• “50TA”狩野英孝

2003年にデビューしてから今年で22年となる狩野に、今の仕事に対する思いも聞いてみた。

「20年オーバーして思うことは、いつになったら芸人という仕事は安定するんだろうなと、それはすごく感じます。年齢や経験を重ねても、常に新しいことを生み出して発信しなきゃいけない。逆に、安定がないから芸人でいられるのかもしれないなと。若い頃は早くレギュラー番組でも持って、安定した位置につきたいと思っていましたが、そうではなく、どんどん追い込まれていかないとダメなんだろうなと思うようになってきています」

体力的にも安定したいという願望もありつつ、「追い込まれていた方が芸人としてはいい」という思いが強まっているようだ。
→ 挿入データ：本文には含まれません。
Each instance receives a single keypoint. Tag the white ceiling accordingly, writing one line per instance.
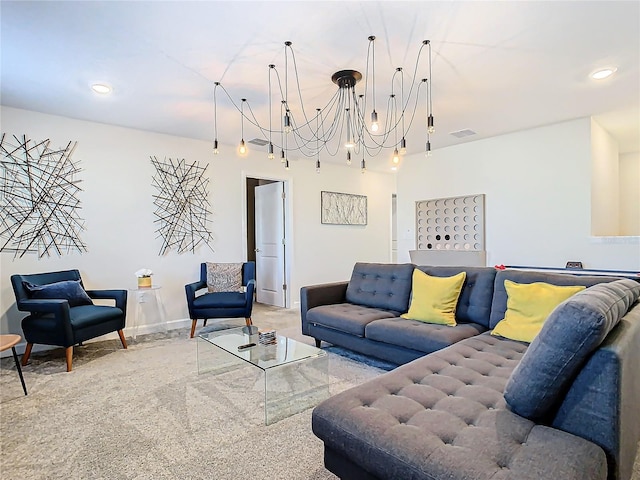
(498, 67)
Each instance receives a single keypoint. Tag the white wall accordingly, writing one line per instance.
(630, 194)
(605, 181)
(117, 205)
(538, 196)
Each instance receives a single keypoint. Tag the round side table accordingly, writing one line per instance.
(10, 341)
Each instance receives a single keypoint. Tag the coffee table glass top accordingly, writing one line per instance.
(284, 351)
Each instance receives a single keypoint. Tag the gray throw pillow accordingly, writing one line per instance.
(69, 290)
(573, 330)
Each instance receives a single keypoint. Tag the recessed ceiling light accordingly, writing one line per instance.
(603, 73)
(101, 88)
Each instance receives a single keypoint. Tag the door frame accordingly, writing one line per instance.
(288, 222)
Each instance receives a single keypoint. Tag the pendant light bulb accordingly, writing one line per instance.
(287, 123)
(374, 121)
(242, 148)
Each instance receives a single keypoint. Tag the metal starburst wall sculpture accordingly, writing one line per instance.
(39, 196)
(182, 207)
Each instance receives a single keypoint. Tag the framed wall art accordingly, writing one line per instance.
(343, 208)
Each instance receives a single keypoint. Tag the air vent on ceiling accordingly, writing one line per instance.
(463, 133)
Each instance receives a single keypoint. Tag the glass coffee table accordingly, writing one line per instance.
(295, 374)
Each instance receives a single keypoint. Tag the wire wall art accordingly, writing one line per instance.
(182, 205)
(39, 195)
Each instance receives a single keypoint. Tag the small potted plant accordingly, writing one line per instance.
(144, 278)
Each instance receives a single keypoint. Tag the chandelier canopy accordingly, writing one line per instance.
(341, 126)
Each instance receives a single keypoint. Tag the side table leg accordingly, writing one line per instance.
(15, 359)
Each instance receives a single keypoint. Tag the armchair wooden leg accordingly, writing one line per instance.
(122, 339)
(69, 355)
(27, 353)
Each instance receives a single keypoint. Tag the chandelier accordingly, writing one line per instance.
(348, 124)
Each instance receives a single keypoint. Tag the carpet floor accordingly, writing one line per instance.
(146, 413)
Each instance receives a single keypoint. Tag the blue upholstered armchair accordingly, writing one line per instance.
(62, 313)
(221, 304)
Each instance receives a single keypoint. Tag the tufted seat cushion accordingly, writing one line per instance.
(444, 416)
(420, 336)
(346, 317)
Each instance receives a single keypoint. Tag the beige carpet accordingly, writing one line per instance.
(145, 413)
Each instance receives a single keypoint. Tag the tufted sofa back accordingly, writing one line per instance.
(474, 304)
(381, 285)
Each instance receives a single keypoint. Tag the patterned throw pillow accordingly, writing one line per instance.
(224, 277)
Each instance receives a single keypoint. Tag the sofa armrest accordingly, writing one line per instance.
(601, 405)
(323, 294)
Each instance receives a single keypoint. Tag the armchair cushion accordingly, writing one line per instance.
(220, 300)
(90, 315)
(224, 277)
(70, 290)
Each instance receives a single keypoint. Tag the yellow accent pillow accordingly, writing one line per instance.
(528, 306)
(434, 299)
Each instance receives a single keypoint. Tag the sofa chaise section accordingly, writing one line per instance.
(444, 416)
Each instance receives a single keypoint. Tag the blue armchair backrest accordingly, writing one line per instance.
(40, 279)
(248, 272)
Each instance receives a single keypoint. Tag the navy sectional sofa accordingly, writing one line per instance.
(464, 404)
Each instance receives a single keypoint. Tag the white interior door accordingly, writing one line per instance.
(270, 244)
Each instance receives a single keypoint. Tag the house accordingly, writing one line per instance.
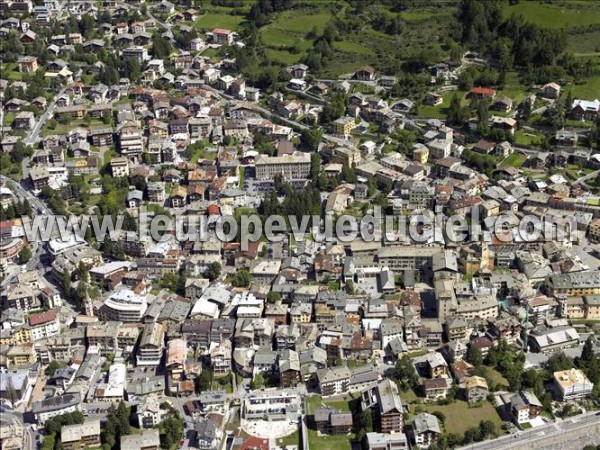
(503, 104)
(222, 36)
(433, 99)
(484, 147)
(27, 64)
(426, 429)
(383, 399)
(299, 71)
(25, 120)
(383, 441)
(483, 93)
(572, 384)
(476, 389)
(366, 73)
(344, 125)
(146, 440)
(330, 421)
(551, 90)
(524, 406)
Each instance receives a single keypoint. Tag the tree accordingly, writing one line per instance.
(25, 255)
(587, 354)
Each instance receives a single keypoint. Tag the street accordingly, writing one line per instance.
(533, 436)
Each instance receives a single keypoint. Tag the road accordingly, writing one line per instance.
(37, 205)
(33, 134)
(531, 437)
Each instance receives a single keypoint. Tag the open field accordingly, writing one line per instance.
(212, 20)
(559, 15)
(459, 416)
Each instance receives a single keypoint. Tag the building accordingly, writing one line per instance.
(44, 325)
(147, 440)
(271, 406)
(124, 306)
(151, 345)
(344, 125)
(119, 167)
(476, 389)
(331, 421)
(572, 384)
(55, 406)
(290, 167)
(383, 400)
(426, 429)
(75, 437)
(383, 441)
(222, 36)
(334, 380)
(524, 406)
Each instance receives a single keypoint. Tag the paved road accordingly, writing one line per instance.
(35, 132)
(532, 437)
(37, 205)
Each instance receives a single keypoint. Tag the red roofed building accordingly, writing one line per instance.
(222, 36)
(44, 325)
(255, 443)
(479, 92)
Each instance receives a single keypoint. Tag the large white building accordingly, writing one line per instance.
(572, 384)
(291, 167)
(44, 325)
(124, 306)
(151, 345)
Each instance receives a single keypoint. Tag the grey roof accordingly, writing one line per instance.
(56, 403)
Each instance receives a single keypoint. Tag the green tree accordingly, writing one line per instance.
(25, 255)
(474, 356)
(52, 368)
(273, 297)
(258, 382)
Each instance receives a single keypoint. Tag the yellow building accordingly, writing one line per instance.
(592, 307)
(21, 354)
(344, 125)
(594, 231)
(421, 155)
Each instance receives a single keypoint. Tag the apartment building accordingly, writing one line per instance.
(290, 167)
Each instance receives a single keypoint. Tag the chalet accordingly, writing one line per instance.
(584, 110)
(503, 104)
(222, 36)
(551, 90)
(483, 93)
(366, 73)
(27, 64)
(24, 120)
(433, 99)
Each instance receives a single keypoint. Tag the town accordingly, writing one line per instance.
(485, 111)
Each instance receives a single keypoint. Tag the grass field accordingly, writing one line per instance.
(212, 20)
(515, 160)
(513, 88)
(459, 416)
(566, 14)
(589, 90)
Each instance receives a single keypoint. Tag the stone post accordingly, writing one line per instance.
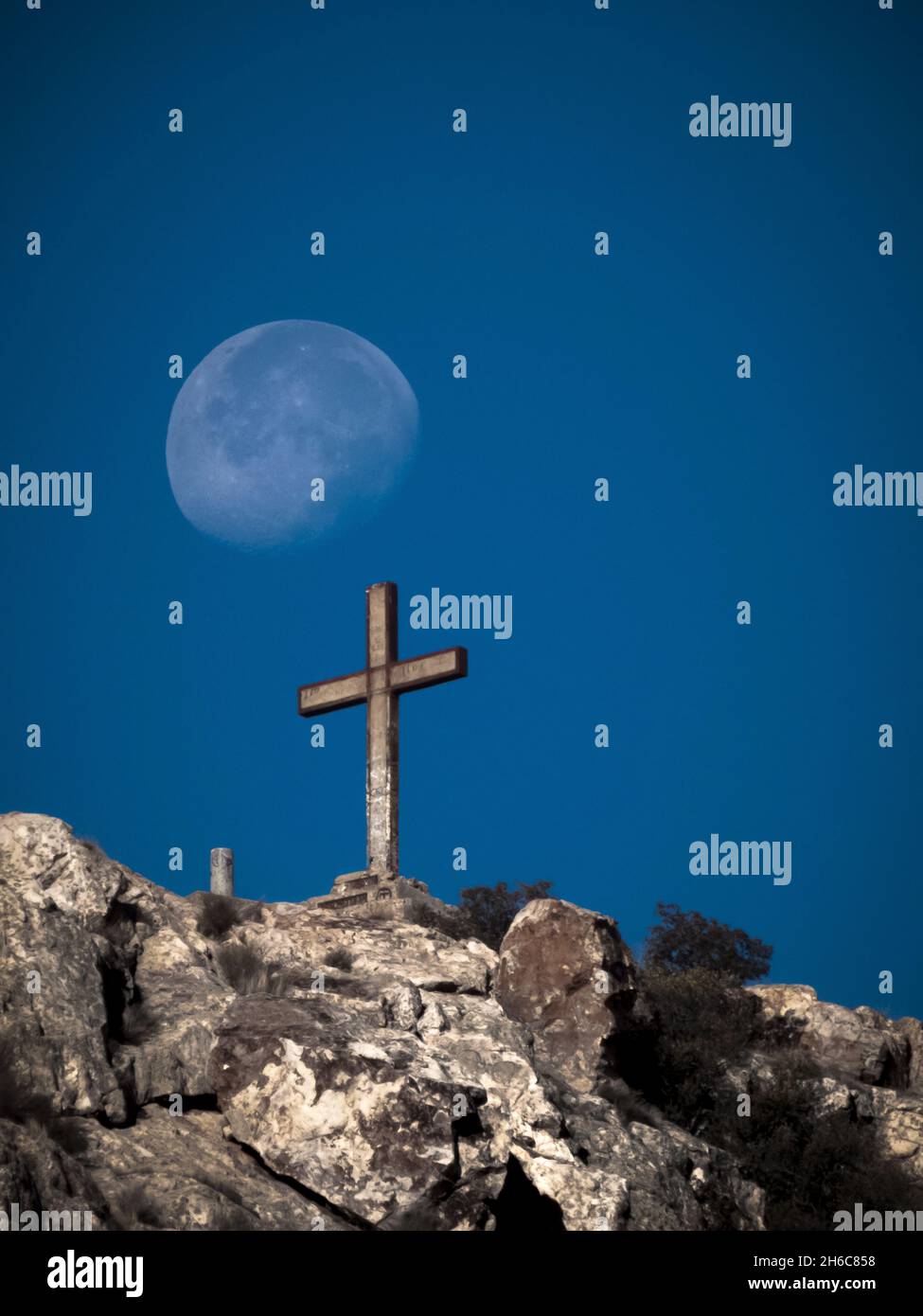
(222, 871)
「安定したいけど、『面白かった』と言われるためには勝負していった方がいいんだろうなという葛藤がずっと常にあり、落ち着いている場合じゃないぞと。毎年、『M-1グランプリ』『R-1グランプリ』などでニュースターの芸人さんたちが続々出てくるので、そういうのを見るたびに『うわっ面白い! うかうかしていられないな!』という気持ちが生まれて、安定とか言っている場合じゃないぞと思います」

  • “50TA”狩野英孝

43歳の今も、さまざまなバラエティ番組からオファーが絶えない狩野。活躍し続ける秘訣を尋ねると、「あまり偉そうなことは言えないですけど」と前置きした上で、「ビビりだからだと思います」と答えた。

「ビビりだから、出演する番組について調べるし、用意するし。才能があったら現場で言われたことに対してその場で面白いことを言えばいいんですけど、自分は必要以上に考えないと不安になるんです。結局、練習通り、想像通りに行かないこともありますが、スタッフさんとかは、ノープランで来たのか準備してきたのかはわかると思うので。だから、失敗しても、もう1回チャンスをくれるというのがあるのかなと。ビビりが故に、人よりもチャンスを1.5倍もらっている気がします」

そして、「自分は最初から才能ではない」と言い、「ネタでテレビに出させていただいていただいたのがきっかけですが、何年もかけてライブでブラッシュアップしたネタだったり、常に準備してきたものを披露しているという感じで。準備しないで才能でポンと笑いが取れれば一番いいですが、自分はそうではないので」と冷静に自分のことを見つめている。